Ulrich Horstmann: Elke Heidenreich zitiert den Titel der erst posthum veröffentlichten Polemik Arthur Schopenhauers „Über die Verhunzung der deutschen Sprache“. Damit hakt sie sich bei einem Bärbeißer unter, den die bestirnten Rechtgläubigerinnen auf dem Römer und anderswo in der Luft zerrissen, könnten sie seiner noch habhaft werden. Diese Frau mit Männerstimme – da wird mir doch pudelwohl.

F.M.: Wie beurteilen Sie die aktuelle Gender-Debatte? Ist sie gerechtfertigt oder empfinden Sie die Diskussion als überhitzt oder gar unsinnig?

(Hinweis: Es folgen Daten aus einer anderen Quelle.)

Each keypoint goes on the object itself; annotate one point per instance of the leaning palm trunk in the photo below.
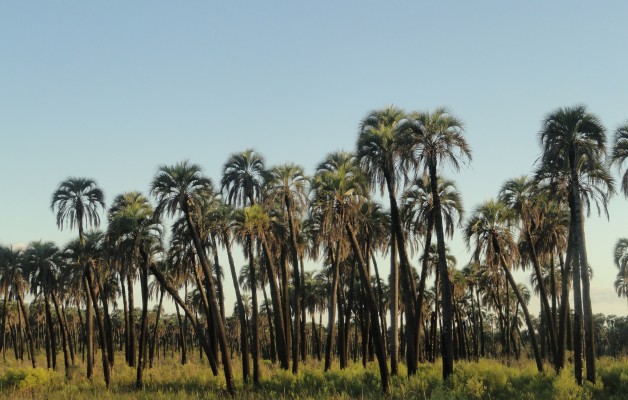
(332, 306)
(564, 311)
(200, 334)
(589, 340)
(132, 340)
(64, 335)
(282, 349)
(244, 343)
(394, 308)
(154, 340)
(4, 323)
(51, 348)
(141, 360)
(255, 314)
(29, 335)
(88, 346)
(447, 312)
(409, 287)
(526, 314)
(222, 335)
(380, 350)
(99, 323)
(298, 296)
(422, 279)
(544, 299)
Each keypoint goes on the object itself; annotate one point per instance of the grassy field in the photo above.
(487, 379)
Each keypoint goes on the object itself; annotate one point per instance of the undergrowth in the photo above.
(486, 379)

U.H.: Erstens ist die deutsche Sprache ein eigensinniges Stehaufmännchen, kein Stehauffrauchen und hat schon andere Beglückungsversuche überstanden. Und zweitens sollten diejenigen, die sich durch Manierismen abzusetzen trachten vom Rest der Welt, aufs Bevormunden verzichten. Uns nimmt schon die Maskenpflicht die Luft zum Atmen; den Maulkorb des Gutmenschentums lassen wir uns nicht auch noch aufbinden.

F.M.: Beflissene Sprachpfleger verweisen auf die deutschen Klassiker und fragen sich, wo bei all dem Gegendere die Sprache Goethes oder Thomas Manns bleibe. Ist dieses traditionalistische Argument für Sie tragfähig?

U.H.: Die nostalgisch angehimmelte literarische Hochsprache ist ein regelmäßig ausgespritzter und reparfümierter Pferch in einem zoologischen Garten. Schriftsteller halten es mit der freien Wildbahn.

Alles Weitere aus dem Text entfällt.